Although more complex response functions might have provided a better fit than the simple linear functions we used, in the absence of any theoretical basis to force higher-order polynomial functions on the underlying data, we chose simplicity over abstractness and complexity. Several empirical published studies on thousands of time series have shown simpler forecasting techniques to be more effective than complex methods.15,16 These reports document a number of empirical studies on literally thousands of time-series forecasts where complex methods fared no better, and often worse, than simple methods.
As a final point, this research answers the call17,18 to do more translational research19 in the delivery of health care. Conceptual insights from academic research are informative, but often are static and therefore nontransferable to widespread practice. There is a need to translate research findings into meaningful operational use. Translational healthcare delivery research, as distinct from “applied research” (where the problem addressed is a real-world issue with a narrow focus, and therefore less generalizable), is an iterative way of doing research that necessitates close interaction between practitioners and researchers. Translational research progresses iteratively and builds on the successful implementation of the research findings of previous steps before determining the direction for the subsequent steps. The driving force for the current “engineering solution” research was to address the issue (faced by most medium- to large-sized ORs) in such a manner that the methodology and solutions could be readily adopted and implemented on the fly to make an immediate impact on practice. Since the case prediction report demonstrated in figures 6 and 7 was created, it has “gone viral” within our institution, and the predictions are now provided (by request) to approximately 50 managers across the enterprise, from pathology to bed management. Although there is considerable anecdotal evidence on the usefulness of these predictions for daily operational planning and staffing, after further continuous usage of the predictions by various subunits at our institution, it would also be possible to quantitatively measure the impact on staffing and other operational costs.

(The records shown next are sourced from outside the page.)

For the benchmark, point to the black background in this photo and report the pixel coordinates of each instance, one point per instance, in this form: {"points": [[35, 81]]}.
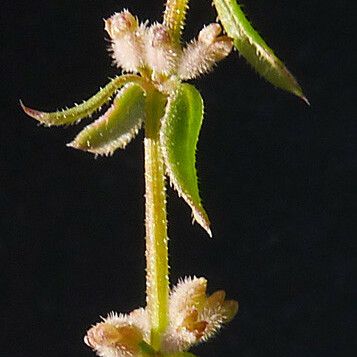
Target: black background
{"points": [[275, 177]]}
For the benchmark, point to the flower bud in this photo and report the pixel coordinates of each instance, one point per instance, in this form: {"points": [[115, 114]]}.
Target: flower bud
{"points": [[202, 54], [120, 24], [161, 54], [127, 41]]}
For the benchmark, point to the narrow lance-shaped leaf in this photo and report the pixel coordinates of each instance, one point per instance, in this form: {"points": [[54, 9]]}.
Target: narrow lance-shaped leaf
{"points": [[179, 135], [80, 111], [117, 126], [254, 49], [181, 354]]}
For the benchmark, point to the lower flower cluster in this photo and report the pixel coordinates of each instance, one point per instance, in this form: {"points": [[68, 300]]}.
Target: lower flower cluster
{"points": [[194, 317]]}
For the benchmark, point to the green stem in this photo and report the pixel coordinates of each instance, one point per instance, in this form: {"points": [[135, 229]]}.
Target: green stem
{"points": [[157, 268], [174, 17]]}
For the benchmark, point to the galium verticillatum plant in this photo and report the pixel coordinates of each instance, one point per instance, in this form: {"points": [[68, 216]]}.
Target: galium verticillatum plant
{"points": [[151, 93]]}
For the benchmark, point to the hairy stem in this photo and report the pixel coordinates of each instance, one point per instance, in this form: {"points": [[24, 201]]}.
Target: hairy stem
{"points": [[174, 17], [157, 268]]}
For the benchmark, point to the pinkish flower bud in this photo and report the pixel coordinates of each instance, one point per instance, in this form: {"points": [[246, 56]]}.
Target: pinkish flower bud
{"points": [[202, 54]]}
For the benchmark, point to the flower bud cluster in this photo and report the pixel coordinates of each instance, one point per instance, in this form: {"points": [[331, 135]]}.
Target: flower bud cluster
{"points": [[193, 318], [140, 48]]}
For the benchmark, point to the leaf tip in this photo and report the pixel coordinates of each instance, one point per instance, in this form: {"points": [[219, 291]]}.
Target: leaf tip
{"points": [[307, 102]]}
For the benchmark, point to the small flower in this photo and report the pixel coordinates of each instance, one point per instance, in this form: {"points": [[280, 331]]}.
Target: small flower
{"points": [[194, 317], [119, 335]]}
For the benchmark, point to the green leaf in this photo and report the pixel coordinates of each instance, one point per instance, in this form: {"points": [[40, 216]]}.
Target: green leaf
{"points": [[179, 135], [146, 349], [254, 49], [117, 126], [78, 112]]}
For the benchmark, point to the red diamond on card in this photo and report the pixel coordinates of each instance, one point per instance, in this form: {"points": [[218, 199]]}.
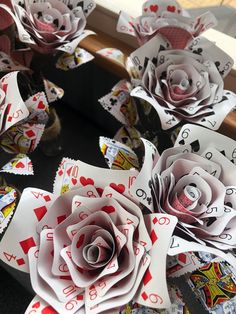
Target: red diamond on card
{"points": [[47, 198], [4, 87], [80, 241], [49, 310], [147, 277], [144, 296], [40, 212], [80, 269], [61, 218], [27, 244], [20, 261], [153, 236], [60, 173], [30, 133], [182, 258], [155, 220]]}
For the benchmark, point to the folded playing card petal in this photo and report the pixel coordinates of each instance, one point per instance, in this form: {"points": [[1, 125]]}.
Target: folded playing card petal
{"points": [[194, 181], [167, 18], [88, 246], [52, 25], [21, 122]]}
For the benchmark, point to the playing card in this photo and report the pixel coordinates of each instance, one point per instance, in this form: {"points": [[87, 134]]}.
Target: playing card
{"points": [[123, 299], [149, 51], [16, 108], [20, 237], [143, 237], [142, 186], [192, 135], [23, 34], [167, 119], [117, 155], [72, 45], [7, 205], [206, 48], [78, 174], [44, 291], [8, 64], [53, 92], [71, 61], [113, 54], [125, 24], [39, 306], [22, 138], [210, 291], [153, 291], [179, 245], [182, 264], [59, 284], [20, 164], [228, 170]]}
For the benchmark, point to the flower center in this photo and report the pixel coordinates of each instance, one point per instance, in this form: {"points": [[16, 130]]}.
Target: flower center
{"points": [[186, 198], [47, 18]]}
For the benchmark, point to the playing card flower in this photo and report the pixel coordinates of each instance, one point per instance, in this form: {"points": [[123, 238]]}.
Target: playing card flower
{"points": [[195, 181], [51, 25], [184, 85], [168, 19], [87, 249], [21, 122]]}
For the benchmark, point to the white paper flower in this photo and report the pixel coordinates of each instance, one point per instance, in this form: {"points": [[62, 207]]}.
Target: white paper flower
{"points": [[22, 122], [195, 181], [52, 24], [168, 19], [185, 85]]}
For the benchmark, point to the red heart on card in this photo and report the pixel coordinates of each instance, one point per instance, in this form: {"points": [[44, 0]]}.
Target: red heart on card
{"points": [[100, 191], [49, 310], [118, 187], [86, 181], [4, 87], [36, 305], [154, 8], [74, 181], [20, 165], [108, 209], [41, 105], [171, 8], [5, 44], [80, 241], [6, 19]]}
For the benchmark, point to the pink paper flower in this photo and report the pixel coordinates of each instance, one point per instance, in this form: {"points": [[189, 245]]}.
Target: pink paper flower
{"points": [[185, 85], [51, 25], [168, 19], [22, 122], [195, 181], [95, 246]]}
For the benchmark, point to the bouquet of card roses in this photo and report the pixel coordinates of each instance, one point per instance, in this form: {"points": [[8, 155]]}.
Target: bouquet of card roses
{"points": [[176, 75], [47, 27], [23, 117], [102, 238]]}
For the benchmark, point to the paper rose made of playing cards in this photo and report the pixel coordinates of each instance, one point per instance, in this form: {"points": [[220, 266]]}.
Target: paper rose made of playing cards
{"points": [[184, 85], [168, 19], [51, 25], [89, 251], [21, 122], [194, 181]]}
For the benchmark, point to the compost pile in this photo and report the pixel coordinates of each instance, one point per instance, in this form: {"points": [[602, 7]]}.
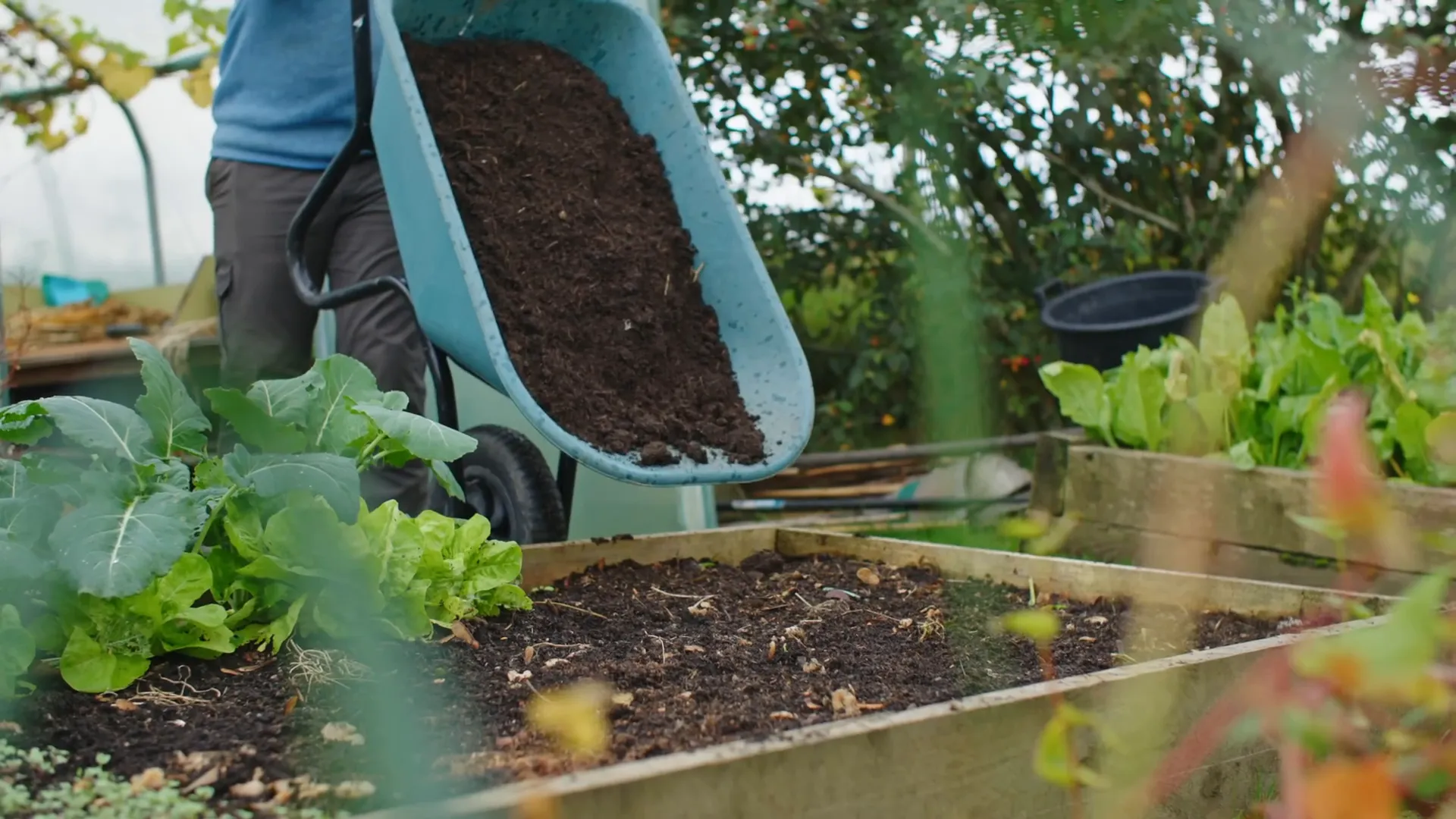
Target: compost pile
{"points": [[582, 253]]}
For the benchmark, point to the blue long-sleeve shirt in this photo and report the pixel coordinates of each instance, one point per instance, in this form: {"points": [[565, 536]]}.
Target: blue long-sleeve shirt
{"points": [[286, 88]]}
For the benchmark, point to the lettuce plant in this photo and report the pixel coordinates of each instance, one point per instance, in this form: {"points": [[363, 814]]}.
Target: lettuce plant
{"points": [[123, 538]]}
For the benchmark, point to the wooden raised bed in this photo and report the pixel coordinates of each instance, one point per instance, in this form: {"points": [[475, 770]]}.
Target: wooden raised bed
{"points": [[970, 757], [1174, 512]]}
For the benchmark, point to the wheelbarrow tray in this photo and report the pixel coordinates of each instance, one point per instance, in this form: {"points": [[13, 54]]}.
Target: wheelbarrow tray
{"points": [[628, 52]]}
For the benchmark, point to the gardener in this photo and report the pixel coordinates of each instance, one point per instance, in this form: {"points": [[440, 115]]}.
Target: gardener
{"points": [[284, 108]]}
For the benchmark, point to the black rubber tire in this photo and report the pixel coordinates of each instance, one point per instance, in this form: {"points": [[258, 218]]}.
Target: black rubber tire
{"points": [[509, 482]]}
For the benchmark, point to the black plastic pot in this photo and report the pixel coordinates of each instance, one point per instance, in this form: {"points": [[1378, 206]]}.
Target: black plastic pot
{"points": [[1097, 324]]}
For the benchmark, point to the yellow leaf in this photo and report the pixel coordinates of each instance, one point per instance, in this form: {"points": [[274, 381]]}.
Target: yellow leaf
{"points": [[199, 83], [1022, 528], [576, 716], [1053, 757], [1353, 789], [123, 82], [52, 140]]}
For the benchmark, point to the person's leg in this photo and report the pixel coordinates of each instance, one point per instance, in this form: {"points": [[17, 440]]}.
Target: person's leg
{"points": [[265, 331], [379, 331]]}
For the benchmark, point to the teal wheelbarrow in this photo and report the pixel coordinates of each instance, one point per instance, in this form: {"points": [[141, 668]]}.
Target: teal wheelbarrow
{"points": [[507, 479]]}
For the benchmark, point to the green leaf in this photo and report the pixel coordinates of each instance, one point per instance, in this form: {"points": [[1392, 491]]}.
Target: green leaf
{"points": [[1376, 311], [24, 423], [274, 634], [112, 548], [1244, 455], [1055, 760], [254, 425], [177, 422], [441, 471], [243, 528], [287, 400], [332, 477], [1225, 343], [1081, 394], [503, 598], [1138, 416], [1038, 626], [101, 425], [25, 523], [1320, 526], [422, 438], [17, 651], [1410, 426], [308, 538], [1395, 653], [1187, 431], [92, 670], [344, 382], [12, 479], [398, 542]]}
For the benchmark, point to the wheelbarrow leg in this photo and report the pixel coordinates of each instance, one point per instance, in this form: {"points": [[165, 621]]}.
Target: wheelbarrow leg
{"points": [[566, 484]]}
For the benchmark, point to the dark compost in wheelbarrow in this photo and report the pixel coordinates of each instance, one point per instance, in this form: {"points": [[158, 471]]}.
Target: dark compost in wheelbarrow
{"points": [[582, 251]]}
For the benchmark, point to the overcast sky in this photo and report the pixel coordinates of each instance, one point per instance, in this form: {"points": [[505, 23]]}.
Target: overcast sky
{"points": [[85, 206], [82, 210]]}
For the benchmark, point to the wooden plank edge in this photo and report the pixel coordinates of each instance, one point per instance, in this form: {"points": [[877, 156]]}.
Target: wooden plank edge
{"points": [[1145, 548], [813, 749], [1081, 579], [1414, 502]]}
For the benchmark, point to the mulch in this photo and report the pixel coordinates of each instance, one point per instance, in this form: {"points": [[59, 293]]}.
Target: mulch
{"points": [[699, 654], [582, 251]]}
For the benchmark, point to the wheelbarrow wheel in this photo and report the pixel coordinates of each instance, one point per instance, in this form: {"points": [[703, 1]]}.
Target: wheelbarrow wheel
{"points": [[509, 482]]}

Support was provided solely from institutional and/or departmental sources.
The authors declare no competing interests.
To check the effect of weekly block schedules on daily volume, we also tested 5-day seasonal ARIMA models. However, the limitation in using immediately previous days’ final volume (even if by day of the week, which is the case when we include the 5-day seasonality effect) is that it fails to catch excessively high- or low-volume days far in advance. In fact, the Maximum Absolute Error in the above ARIMA models (including the one reported in the Results section and subsection Time Series of Daily Case Volume) is 29 cases. This error is far higher than the errors produced by our models developed based on the “accumulating surgical schedule.” The focus of the research in our study is therefore on the development and implementation of the methodology for predicting final case count based on the accumulating surgical schedule and not based on using previous days’ case count or previous day-of-the-week case count to predict the future case count.